A data variable is defined as a characteristic of interest about an individual element that varies from person to person or from group to group.
Recognizing the exact type of variable is essential in biomedical research, as it dictates how data is summarized, graphically presented, and statistically analyzed.
Variables are broadly classified into two major categories: Categorical (qualitative) and Numerical (quantitative) data.
Categorical (Qualitative) Variables
Categorical variables describe data in terms of a specific quality or categorization and fundamentally lack a unit of measurement.
Individuals are evaluated as belonging to specific, well-defined categories.
Subtype
Definition
Clinical Examples
Nominal
Categorical variables consisting of categories that have no intrinsic or natural sequence.
Blood groups (A, B, AB, O), sex (male, female), ethnicity, or nationality.
Ordinal
Categorical variables where the categories possess a meaningful, hierarchical order.
Disease severity (mild, moderate, severe), BMI status (underweight, normal, overweight, obese), or pain scales.
Binary (Dichotomous)
A specific type of nominal variable that restricts observations to one of only two possible states.
Dead/alive, diseased/healthy, or smoker/non-smoker.
Numerical (Quantitative) Variables
Numerical variables take numerical values to which standard arithmetic operations can be applied.
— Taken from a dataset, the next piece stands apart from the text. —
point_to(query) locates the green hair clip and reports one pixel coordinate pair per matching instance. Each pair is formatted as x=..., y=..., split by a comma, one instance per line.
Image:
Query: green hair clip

They are either systematically measured or counted and inherently possess a specific measurement unit.
Subtype
Definition
Clinical Examples
Discrete
Variables that take only integer values (whole numbers with no decimals); they typically represent a definitive count of items or events.
Number of children in a family, number of hospital visits, or number of teeth extracted.
Continuous
Variables that can take any real numerical value within a given range, including decimals; they involve exact physical measurements.
Weight (in kg), height (in cm), or fasting blood glucose level (in mg/dL).
Measurement Scales for Numerical Data
Numerical variables can be further delineated based on their absolute mathematical properties:
Interval Scale: An ordered numerical scale with the property that equal differences between levels reflect equal differences in the characteristic being measured; however, it lacks a true, absolute zero point (e.g., temperature measured in degrees Celsius).
Ratio Scale: An interval scale that features a fixed, true zero point indicating the complete and total absence of the measured quantity (e.g., weight, or temperature in degrees Kelvin).
Explanatory and Response Variables
In the context of experimental design and regression analysis, variables are also categorized by their causal or associative relationships.
Independent Variable: Alternatively known as the explanatory or predictor variable; it is the factor that is either manipulated or observed to evaluate its potential effect on another variable.
Dependent Variable: Alternatively known as the response or outcome variable; it is the observed result or condition that is potentially caused or influenced by changes in the independent variable.
Levels of Data Measurement and Transformation
Data variables naturally exist within a hierarchy of measurement levels: numerical continuous → numerical discrete → ordinal → nominal.
It is statistically permissible to downgrade a variable to a lower level of measurement.
For instance, an exact continuous age can be grouped into an ordinal category (e.g., age groups like 11-20 or 21-30) or a nominal category (e.g., “young” vs. “old”).
However, it is impossible to transform data collected originally at a categorical level into a precise numerical form.
While categorizing continuous variables is common for descriptive convenience, it causes a significant loss of information and introduces extreme measurement error; therefore, researchers should prioritize collecting data at the highest numerical continuous level possible.